As stated earlier, vertex display order has consequences on 3D rendering when working with
transparency. 3D objects are displayed one after the other following an object list. The way object are ordered inside this list thus affects transparency rendering, especially when some objects such as inner structures are positioned inside others. Object display order of selected objects can be changed using the two following controls. Pressing ``\includegraphics[scale=0.7]{images/pixmap/s_dessous_17.png}" will place all selected objects one step earlier in the object display list. Pressing ``\includegraphics[scale=0.7]{images/pixmap/s_dessus_17.png}" will place all selected objects one step further in the object display
list (see for instance Fig. \ref{transparency}). \\

See also ``Sort vertices from back to front (beware: slow rendering)"  (section \ref{sort_back_front}) and ``Sort vertices from front to back (beware: slow rendering)" (section \ref{sort_front_back}) for further information.\\

\begin{figure}
  \centering
  \includegraphics[scale=0.4]{images/Transparency/Transparency.pdf} 
	\caption{Transparency rendering. A. 3 objects (cranium, left\_inner\_ear and right\_
inner\_ear) are opened in this order, and the object ``cranium" is rendered with an alpha value of 40.
The inner ears remain invisible, because ``cranium" is displayed before the two inner ears are. B: corresponding display object order (Show $\rightarrow$Display
object order). C: the object ``Cranium" was selected and put downward in the object display list. Now the left inner ear is visible, as it is displayed before the cranium is. D: corresponding display object order. E: the object ``Cranium" was selected again, and put downward in the object display list. Now the two inner ears are
visible, because they are both rendered before the cranium is. F: corresponding display object order.}
\label{transparency}
 
\end{figure}




\subsection{Change object color}
Object color can be changed using this option. A set of 13 predefined colors is available via this menu. Alternatively, you can edit object color manually using the ``Object color" control of the ``General options" window (click on menu ``Show $\rightarrow$General options$\rightarrow$").

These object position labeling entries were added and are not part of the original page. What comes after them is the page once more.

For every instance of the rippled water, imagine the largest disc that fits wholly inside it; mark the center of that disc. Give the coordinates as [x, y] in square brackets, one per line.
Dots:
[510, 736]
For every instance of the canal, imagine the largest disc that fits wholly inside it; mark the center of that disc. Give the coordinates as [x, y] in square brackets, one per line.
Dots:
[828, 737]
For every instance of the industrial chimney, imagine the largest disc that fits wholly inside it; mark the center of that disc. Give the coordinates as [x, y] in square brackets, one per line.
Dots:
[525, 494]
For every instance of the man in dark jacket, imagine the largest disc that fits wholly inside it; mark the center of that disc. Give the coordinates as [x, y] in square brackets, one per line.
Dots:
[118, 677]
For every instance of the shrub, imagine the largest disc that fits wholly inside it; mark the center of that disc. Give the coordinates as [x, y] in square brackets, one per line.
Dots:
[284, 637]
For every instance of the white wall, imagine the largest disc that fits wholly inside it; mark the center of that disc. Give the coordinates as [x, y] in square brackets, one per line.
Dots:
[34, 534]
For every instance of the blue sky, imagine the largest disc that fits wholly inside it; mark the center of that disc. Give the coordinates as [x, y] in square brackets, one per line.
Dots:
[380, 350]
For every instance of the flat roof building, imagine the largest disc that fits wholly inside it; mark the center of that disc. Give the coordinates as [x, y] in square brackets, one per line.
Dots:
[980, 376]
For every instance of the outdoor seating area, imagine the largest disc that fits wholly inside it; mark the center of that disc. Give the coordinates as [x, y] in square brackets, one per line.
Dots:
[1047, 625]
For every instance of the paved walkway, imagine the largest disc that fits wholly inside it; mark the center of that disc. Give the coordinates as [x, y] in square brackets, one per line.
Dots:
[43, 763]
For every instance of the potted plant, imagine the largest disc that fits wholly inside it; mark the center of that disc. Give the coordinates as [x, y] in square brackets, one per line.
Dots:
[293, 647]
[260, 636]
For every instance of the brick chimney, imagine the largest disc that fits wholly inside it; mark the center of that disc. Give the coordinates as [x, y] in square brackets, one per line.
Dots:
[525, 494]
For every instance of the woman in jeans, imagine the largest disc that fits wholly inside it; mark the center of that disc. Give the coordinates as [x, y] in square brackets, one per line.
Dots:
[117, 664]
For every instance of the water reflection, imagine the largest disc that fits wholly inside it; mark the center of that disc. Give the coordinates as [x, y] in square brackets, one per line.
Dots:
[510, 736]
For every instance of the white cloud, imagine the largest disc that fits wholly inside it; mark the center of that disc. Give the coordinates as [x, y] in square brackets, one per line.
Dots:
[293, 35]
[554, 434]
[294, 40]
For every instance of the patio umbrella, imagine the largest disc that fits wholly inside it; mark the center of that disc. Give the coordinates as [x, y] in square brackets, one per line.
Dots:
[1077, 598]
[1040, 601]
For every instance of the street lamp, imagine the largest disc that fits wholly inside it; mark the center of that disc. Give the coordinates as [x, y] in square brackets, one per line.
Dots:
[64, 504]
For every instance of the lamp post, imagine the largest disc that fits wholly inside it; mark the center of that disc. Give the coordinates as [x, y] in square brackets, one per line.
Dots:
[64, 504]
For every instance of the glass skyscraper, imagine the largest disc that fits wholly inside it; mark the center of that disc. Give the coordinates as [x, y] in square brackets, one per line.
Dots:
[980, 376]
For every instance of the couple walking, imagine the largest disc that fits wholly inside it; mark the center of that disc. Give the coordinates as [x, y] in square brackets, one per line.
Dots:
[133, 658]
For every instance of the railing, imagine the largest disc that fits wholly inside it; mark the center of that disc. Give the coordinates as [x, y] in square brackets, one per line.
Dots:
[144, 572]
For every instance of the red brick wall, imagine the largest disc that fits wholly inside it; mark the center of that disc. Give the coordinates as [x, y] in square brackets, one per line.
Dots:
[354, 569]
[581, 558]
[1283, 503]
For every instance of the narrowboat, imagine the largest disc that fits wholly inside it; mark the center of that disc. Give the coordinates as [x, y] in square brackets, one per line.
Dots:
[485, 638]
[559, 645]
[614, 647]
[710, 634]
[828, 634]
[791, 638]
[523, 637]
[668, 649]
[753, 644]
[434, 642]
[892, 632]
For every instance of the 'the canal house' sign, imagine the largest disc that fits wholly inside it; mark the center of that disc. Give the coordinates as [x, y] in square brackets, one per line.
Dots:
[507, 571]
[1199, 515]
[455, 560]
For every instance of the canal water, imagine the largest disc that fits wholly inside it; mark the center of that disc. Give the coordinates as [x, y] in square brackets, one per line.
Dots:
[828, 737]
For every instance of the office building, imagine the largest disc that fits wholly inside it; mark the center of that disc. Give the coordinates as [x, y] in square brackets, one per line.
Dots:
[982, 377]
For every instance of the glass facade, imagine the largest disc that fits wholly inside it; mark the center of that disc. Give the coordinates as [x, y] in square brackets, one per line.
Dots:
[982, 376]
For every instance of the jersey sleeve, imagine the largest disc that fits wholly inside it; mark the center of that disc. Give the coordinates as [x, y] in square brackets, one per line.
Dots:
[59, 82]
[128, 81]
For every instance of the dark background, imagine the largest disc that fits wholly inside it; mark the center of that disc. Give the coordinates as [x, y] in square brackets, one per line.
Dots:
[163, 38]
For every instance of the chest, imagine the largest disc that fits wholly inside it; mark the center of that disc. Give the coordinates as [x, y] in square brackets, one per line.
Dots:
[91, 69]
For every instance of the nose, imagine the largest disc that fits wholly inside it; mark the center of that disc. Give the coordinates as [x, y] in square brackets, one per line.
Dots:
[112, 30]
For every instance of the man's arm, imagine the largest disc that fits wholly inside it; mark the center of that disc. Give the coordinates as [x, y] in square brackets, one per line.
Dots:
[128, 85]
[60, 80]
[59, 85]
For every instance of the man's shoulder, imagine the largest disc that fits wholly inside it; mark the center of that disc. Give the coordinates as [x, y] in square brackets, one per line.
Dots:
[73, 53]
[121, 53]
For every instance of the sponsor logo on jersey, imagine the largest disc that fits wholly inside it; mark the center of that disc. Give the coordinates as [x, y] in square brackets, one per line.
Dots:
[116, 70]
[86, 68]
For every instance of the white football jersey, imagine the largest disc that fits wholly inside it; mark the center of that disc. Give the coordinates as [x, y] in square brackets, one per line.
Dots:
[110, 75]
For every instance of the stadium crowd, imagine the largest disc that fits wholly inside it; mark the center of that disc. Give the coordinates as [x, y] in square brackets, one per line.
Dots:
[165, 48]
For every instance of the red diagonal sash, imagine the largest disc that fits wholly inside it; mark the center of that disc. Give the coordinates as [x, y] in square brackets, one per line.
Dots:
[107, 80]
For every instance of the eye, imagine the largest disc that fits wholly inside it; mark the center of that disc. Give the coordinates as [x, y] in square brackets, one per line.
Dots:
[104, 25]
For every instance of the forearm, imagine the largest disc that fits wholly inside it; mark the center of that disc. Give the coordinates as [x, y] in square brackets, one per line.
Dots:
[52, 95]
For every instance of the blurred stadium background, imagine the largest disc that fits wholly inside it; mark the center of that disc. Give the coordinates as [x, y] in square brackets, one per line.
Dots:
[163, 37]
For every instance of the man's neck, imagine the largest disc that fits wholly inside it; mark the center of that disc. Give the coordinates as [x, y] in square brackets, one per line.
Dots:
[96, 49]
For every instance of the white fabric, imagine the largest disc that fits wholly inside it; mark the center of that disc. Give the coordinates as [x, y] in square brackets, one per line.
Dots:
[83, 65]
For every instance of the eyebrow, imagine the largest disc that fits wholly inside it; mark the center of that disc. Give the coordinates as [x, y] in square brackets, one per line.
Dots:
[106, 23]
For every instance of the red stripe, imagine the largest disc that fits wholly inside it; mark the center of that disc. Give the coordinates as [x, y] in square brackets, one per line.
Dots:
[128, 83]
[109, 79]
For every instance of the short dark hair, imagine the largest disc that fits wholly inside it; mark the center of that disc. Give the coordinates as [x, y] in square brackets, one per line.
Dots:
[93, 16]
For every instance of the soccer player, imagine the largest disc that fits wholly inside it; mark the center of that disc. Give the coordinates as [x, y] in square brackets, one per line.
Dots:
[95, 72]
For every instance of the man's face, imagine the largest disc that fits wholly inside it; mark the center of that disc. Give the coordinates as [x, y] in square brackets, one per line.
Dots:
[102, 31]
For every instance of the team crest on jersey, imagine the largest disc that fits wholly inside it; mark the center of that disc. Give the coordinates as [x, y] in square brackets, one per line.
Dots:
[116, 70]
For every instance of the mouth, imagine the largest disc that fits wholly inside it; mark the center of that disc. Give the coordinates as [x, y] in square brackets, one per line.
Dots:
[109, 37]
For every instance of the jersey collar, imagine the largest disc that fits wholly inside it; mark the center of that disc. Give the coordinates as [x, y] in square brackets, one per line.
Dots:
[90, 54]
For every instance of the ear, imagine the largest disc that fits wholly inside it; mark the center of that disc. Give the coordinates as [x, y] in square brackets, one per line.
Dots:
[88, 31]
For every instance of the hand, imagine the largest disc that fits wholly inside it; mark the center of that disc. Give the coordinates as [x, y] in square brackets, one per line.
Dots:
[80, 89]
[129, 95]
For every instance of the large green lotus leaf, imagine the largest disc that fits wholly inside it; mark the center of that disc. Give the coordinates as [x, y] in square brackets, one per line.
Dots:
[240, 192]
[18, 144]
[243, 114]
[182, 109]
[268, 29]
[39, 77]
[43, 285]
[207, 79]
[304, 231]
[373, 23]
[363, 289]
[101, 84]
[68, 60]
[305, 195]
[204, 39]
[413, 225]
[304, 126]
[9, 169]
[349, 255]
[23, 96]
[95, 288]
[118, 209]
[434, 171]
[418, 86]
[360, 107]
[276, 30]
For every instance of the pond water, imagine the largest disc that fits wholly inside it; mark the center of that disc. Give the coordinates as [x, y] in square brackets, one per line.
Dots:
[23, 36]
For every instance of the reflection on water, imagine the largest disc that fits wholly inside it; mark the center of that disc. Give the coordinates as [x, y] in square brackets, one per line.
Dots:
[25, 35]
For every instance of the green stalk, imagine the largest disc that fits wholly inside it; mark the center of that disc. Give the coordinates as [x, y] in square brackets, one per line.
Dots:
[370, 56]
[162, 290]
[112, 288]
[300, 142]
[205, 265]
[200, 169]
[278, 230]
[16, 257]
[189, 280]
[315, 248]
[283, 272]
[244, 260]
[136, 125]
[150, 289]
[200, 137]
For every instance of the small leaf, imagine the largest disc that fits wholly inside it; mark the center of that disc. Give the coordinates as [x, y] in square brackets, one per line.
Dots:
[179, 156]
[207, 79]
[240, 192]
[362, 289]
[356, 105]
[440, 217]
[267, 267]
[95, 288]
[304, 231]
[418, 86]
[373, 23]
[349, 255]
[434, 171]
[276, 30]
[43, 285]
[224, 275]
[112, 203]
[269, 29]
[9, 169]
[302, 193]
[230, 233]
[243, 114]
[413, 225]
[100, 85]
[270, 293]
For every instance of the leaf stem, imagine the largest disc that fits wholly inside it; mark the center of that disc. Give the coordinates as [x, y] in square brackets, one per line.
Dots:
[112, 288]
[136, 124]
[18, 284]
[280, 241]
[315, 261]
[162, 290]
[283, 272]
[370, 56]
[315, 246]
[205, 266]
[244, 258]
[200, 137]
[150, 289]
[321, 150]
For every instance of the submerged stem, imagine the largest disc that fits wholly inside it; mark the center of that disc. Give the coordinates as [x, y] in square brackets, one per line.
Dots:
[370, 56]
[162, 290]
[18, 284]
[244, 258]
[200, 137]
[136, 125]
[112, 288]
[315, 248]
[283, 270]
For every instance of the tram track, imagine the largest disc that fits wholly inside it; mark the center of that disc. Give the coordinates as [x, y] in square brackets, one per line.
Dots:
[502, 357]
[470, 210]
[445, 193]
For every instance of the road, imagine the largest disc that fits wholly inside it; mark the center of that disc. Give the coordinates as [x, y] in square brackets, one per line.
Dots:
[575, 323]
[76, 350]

\subsection{Edit first selected object and aspect matrices}\label{edit_mat_section}

\noindent
\begin{minipage}{0.6\textwidth}

A selected surface is required . This opens the following window,
in which the aspect and position matrices can be edited.
Options :\\
- Ok : set aspect and position matrices to first selected object.\\
- Init : set aspect and position matrices to identity.\\
- Refresh : change matrices to those of first selected object.\\
- Ok for all selected objects: set aspect and position matrices to
all selected objects.\\
You can also access faster the ``Object Matrix" window by clicking
on ``\includegraphics[scale=0.7]{images/pixmap/mat.png}"(edit first selected object position and aspect matrices).

\end{minipage}    
\begin{minipage}{0.4\textwidth}\centering
  \includegraphics[scale=0.5]{images/File/Position2.png}
 \captionof{figure}{Object matrix window}
 \end{minipage} 
\noindent



\section{Grouping actions.}
One or several meshes can be placed into one logical object using this option. This option is useful in the following two cases.\\
- It allows an easy way to select/unselect together several objects (sometimes you do not want
to select/unselect manually multiple meshes one by one).\\
- As a logical object's aspect object and position matrices can be edited, placing 1 or several
meshes into one logical object provides a convenient means to achieve deformation into
a particular direction in 3D space (for instance to achieve mesh decompression in one
direction, see for instance Fig. \ref{grouping}).\\
Logical objects can be also put into another logical object. Note that meshes contained into selected logical objects cannot be saved until they are ungrouped.

\subsection{Group}
Select one or several meshes. Click on ``Edit selected surfaces$\rightarrow$Grouping actions$\rightarrow$Group". As a result, the selected meshes are drawn in brown color.
\subsection{Ungroup}
Select one logical object. Click on ``Edit selected surfaces$\rightarrow$Grouping actions$\rightarrow$Ungroup". If the logical object aspect and position matrices are different from the identity matrices, the position and aspect matrices of the contained objects are edited in order to take into account position and aspect transformations that were applied to that logical object. Then the objects contained into the selected logical object are ungrouped, and the selected logical object is deleted.\\


\begin{figure}
  \centering
  \includegraphics[scale=0.25]{images/Edit_selected_objects/11_group.pdf} 
	\caption{
Grouping objects. A1: 7 objects are opened. Original matrices of ``bx\_md" object are shown (right mandible, selected). A2: corresponding display object order (Show $\rightarrow$Display object order). B1: The 7 object are grouped. The group is drawn in brown. B2: corresponding display object order. C1: the position of the group is changed, as well as its aspect matrix. Note that the enclosed meshes cannot be saved in that state. C2: corresponding display object order. D1: objects are ungrouped. Modified matrices of ``bx\_md" object are shown (right mandible is selected). Now, the 7 meshes can be saved. D2: corresponding display object order (Show $\rightarrow$Display object order).}
\label{grouping}
 
\end{figure}


\section{Object list order.}
As explained earlier, the following options are useful when working with transparent objects. Normal and Target landmark ordering can also be edited using these options.
\\As stated above, access to object display order can be reached via the menu ``Show$\rightarrow$Display object order".

\subsection{Move up}
All selected objects (landmarks or surfaces) will be placed one step earlier in the object display list.
This action can also be reached via the following button:\includegraphics[scale=0.7]{images/pixmap/s_dessous_17.png}

\subsection{Move down}
All selected objects (landmarks or surfaces) will be placed one step further in the object display list.
This action can also be reached via the following button:\includegraphics[scale=0.7]{images/pixmap/s_dessus_17.png}
See tutorial ``working with landmarks" for further information.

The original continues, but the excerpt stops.